I know it's taboo, but can it really be because of the kids?
Over the last few months, I've read quite a few posts, responding to a few, but I'm at a point where I'm in need to some perspective. I've been with my SO for 3 1/2 years. When we got together we knew that blending was going to be work. It always is. She has two children, a boy (9) and a girl (5) and I have a boy (11).
When we got together things were pretty easy (it usually is, normal hiccups), but over the last couple of years things have gone from pretty easy to very difficult. I've spent a lot of time soul searching on this and honestly, as much as I hate to say it, it comes down to the children, most specifically, the 9 year old. In the last 12 months(ish) I've grown to really not like him and am finding every day single day he is here a struggle. I find his attitude to be elitist and entitled and his attitude to be completely disrespectful. He is not very nice to my BioChild and frankly not very nice to his sister. We've had widespread issues at school where his mouth and attitude are not getting any better, in fact, are getting worse. I've expressed my feelings to my SO on dozens of occasions and it is always met with the 'I hate conflict / want to be his friend' mentality. She will 'discipline', but then goes back to coddling him. The things that this child says to me and the way he acts towards both me and my son are just not ok. Maybe I'm just old school, but I can't imagine ever saying 1/100th of what this kid says to me to my parents, because I still wouldn't be able to sit. Prior to all of this, I prided myself on my patience, but its nearly the end, if not there. The straw came this weekend after I brought my BioChild back home, but we spent almost four hours, just the two of us, but when I got home, within minutes, it felt like a black cloud descended over me.
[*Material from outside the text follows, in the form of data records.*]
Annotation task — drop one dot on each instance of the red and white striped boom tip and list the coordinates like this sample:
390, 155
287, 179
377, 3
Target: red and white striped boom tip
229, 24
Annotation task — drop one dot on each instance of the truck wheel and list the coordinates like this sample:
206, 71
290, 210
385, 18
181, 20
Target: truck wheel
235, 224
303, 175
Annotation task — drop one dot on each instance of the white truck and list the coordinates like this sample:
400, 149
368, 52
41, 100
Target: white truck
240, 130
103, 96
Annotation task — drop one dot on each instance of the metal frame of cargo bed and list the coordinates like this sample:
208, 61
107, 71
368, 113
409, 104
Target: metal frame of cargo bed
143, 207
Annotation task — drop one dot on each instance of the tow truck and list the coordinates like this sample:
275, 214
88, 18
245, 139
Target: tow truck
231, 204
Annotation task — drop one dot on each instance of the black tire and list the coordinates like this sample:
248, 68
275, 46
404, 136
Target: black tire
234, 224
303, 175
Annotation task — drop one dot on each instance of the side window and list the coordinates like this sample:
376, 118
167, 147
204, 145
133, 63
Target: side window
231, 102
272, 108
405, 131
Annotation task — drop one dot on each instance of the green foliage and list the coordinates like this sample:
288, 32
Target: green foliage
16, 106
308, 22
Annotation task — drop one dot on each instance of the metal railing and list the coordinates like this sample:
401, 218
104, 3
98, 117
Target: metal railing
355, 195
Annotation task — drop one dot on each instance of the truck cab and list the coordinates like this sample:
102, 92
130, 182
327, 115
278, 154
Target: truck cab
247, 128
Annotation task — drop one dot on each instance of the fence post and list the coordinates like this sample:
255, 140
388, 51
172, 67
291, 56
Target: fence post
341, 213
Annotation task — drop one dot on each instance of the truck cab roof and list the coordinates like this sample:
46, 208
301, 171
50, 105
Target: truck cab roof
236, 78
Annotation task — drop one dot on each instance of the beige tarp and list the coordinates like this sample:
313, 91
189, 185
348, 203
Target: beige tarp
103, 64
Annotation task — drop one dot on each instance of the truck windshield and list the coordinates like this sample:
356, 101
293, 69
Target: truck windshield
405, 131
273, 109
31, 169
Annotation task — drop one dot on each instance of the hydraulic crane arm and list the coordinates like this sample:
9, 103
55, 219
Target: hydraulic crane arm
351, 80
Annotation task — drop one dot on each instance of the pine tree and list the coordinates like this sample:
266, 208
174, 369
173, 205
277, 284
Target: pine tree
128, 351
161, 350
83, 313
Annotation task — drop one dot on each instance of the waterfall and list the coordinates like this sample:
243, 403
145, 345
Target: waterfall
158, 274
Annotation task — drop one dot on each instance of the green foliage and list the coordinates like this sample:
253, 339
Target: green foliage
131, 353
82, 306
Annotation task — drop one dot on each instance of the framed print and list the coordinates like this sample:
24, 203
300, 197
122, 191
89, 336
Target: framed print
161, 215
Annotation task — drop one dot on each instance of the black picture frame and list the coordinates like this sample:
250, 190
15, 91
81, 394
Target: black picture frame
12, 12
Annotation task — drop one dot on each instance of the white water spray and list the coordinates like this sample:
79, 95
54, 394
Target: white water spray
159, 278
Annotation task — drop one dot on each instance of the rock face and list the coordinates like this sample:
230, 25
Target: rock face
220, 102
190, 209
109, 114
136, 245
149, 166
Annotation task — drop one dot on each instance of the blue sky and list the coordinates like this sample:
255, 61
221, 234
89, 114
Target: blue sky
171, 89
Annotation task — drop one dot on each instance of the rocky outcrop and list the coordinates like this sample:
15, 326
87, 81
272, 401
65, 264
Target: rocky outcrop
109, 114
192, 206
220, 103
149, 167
The COVID-19 pandemic has also put me in the position of having to be his teacher (as well as his sister who is on an IEP and mild spectrum Autism), because my SO is an essential employee, as well as his Father. I'm still working, but only because my job didn't have to close because I'm a Designer/National Account Manager and have a home office. That being said, I'm still expected to work as well. This part has made the last six weeks intensely painful.
I guess the long and short of it is, I'm not sure how much longer I can do this? Nothing has changed in a year and I'm not sure how much more I'm willing to bend and compromise. The part that sucks is that everyone tells you that it's not the kids, it's never the kids, but honestly... it's the kids. No one can tell me what to do, I get that. There are many of you that have dealt with way more than this, and I get that too, but right now, I'm struggling to keep afloat mentally and needed a place to put the words where someone might understand where my headspace is and offer a thought.